If you text a lot, your smartphone starts anticipating what the next few letters or words in a message will be. It also gets used to the type of messages you send and the words you use. The new algorithm works in much the same way.
“Our system listens to the last two seconds of your speech,” explains Chiquier. “Based on that speech, it anticipates the sounds you might make in the future.” And not just somewhere in the future, but half a second later. That prediction is based on the characteristics of your voice and your language patterns. This data helps the algorithm learn and calculate what the team calls a predictive attack.
That attack comes down to the sound the system plays in addition to the speaker’s words. And it keeps changing with every sound someone speaks. When the attack plays along with the words predicted by the algorithm, the combined sound waves turn into an acoustic medley that confuses any ASR system within earshot.
The predictive attacks are also hard to outwit an ASR system, Chiquier says. For example, if someone tries to disrupt an ASR by playing a single sound in the background, the device can subtract that sound from the speech sounds. That’s true even if the masking sound changes periodically over time.
The new system instead generates sound waves based on what a speaker has just said. So the attack sounds are constantly changing – and in an unpredictable way. According to Chiquier, that makes it “very difficult for” [an ASR device] to defend against.”
Attacks in action
To test their algorithm, the researchers simulated a real-life situation. They played a recording of someone speaking English in a room with a medium level of background noise. An ASR device listened in and transcribed what it heard. The team then repeated this test after adding white noise in the background. Finally, the team did this with their voice mask system on.
The voice camouflage algorithm prevented ASR from hearing words correctly 80 percent of the time. Common words like “the” and “our” were the hardest to mask. But those words don’t hold much information, the researchers add. Their system was much more effective than white noise. It even performed well against ASR systems designed to cut out background noise.

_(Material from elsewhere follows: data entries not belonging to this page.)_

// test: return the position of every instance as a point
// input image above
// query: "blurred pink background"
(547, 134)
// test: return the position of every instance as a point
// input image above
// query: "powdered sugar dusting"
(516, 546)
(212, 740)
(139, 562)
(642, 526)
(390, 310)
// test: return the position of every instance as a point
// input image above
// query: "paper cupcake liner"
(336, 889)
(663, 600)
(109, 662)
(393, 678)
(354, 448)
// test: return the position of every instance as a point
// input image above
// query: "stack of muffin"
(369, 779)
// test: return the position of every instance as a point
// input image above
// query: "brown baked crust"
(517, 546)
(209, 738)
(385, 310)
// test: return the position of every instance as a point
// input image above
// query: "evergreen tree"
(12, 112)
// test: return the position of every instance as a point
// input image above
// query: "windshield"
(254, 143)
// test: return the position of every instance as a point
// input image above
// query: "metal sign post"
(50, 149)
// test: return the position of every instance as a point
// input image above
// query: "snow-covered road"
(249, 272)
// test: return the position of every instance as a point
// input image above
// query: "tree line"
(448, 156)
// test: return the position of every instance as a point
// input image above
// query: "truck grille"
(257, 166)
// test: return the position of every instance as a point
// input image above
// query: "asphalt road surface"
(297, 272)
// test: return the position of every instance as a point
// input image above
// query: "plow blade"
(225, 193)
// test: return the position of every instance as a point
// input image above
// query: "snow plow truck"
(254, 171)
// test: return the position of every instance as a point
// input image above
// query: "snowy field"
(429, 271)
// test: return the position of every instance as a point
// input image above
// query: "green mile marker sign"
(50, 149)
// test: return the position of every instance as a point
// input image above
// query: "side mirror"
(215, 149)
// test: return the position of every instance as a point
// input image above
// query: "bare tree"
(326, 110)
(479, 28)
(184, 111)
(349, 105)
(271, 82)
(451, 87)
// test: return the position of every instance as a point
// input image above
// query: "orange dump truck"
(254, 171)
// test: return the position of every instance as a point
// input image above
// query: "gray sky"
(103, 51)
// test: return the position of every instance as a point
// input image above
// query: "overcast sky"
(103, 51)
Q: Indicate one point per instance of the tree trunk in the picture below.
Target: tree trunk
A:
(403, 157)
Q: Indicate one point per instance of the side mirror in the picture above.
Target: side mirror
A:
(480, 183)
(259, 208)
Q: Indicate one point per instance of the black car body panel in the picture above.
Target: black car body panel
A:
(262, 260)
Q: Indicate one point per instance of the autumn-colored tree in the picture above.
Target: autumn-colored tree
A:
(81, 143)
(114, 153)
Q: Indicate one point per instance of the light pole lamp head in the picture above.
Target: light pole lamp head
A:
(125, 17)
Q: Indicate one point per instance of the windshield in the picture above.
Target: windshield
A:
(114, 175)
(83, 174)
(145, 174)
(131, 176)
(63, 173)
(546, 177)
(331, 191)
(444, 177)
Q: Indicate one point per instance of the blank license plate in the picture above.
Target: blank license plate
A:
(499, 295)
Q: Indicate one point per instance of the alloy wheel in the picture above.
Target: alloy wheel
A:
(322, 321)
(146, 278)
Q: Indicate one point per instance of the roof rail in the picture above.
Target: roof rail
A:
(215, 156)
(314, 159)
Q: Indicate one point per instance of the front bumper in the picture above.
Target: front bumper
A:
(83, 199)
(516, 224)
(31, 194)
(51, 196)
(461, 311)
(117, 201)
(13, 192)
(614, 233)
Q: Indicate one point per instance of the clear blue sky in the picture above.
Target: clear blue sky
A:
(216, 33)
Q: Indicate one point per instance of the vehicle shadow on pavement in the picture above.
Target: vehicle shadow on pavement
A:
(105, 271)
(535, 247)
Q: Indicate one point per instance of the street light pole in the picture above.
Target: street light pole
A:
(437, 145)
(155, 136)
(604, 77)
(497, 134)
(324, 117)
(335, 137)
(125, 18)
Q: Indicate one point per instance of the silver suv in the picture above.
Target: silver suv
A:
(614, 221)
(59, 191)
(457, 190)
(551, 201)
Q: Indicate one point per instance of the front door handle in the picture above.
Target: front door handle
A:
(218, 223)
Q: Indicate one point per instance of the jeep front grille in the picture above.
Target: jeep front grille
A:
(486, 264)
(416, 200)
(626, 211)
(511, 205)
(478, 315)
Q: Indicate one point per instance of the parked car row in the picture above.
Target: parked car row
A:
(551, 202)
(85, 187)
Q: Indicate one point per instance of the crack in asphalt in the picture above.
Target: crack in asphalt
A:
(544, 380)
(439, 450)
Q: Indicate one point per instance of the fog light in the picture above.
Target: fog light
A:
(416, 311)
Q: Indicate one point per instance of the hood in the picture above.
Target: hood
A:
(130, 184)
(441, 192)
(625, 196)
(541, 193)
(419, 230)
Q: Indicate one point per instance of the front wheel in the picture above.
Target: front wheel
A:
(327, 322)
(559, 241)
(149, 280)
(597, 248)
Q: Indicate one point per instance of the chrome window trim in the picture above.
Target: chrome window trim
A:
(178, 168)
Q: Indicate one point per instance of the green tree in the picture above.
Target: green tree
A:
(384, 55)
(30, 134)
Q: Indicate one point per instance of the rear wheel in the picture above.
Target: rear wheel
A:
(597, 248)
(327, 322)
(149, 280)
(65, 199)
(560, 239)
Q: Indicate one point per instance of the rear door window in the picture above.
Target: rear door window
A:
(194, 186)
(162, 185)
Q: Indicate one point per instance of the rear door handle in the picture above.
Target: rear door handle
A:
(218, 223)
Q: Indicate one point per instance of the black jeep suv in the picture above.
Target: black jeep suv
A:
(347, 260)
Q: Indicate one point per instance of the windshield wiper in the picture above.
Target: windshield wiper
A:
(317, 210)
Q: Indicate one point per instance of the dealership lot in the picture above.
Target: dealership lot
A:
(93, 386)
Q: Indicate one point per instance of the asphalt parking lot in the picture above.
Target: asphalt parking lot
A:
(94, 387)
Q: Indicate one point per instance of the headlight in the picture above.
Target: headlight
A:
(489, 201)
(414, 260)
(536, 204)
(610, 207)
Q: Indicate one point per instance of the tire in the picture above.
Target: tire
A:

The algorithm could one day be embedded in an app for real-world use, Chiquier says. To make sure that an ASR system couldn’t listen in reliably, “you just opened the app,” she says. “That’s about it.” The system can be added to any device that transmits sound.
That, however, is a bit ahead of things. After that, more testing will follow.
This is “good work,” says Bhiksha Raj. He is an electrical and computer engineer at Carnegie Mellon University in Pittsburgh, Pennsylvania. He was not involved in this investigation. But he also studies how people can use technology to protect their speech and voice privacy.
Smart devices currently dictate how a user’s voice and conversations are protected, Raj says. But he believes that control should instead be left to who is speaking.
“There are so many aspects to a voice,” explains Raj. Words are one aspect. But a voice can also contain other personal information, such as a person’s accent, gender, health, emotional state or physical size. Companies may be able to abuse these features by targeting users with different content, ads, or prices. They could even sell speech information to others, he says.
When it comes to voice, “figuring out exactly how to cover it up is challenging,” Raj says. “But we need to have at least some of it under control.”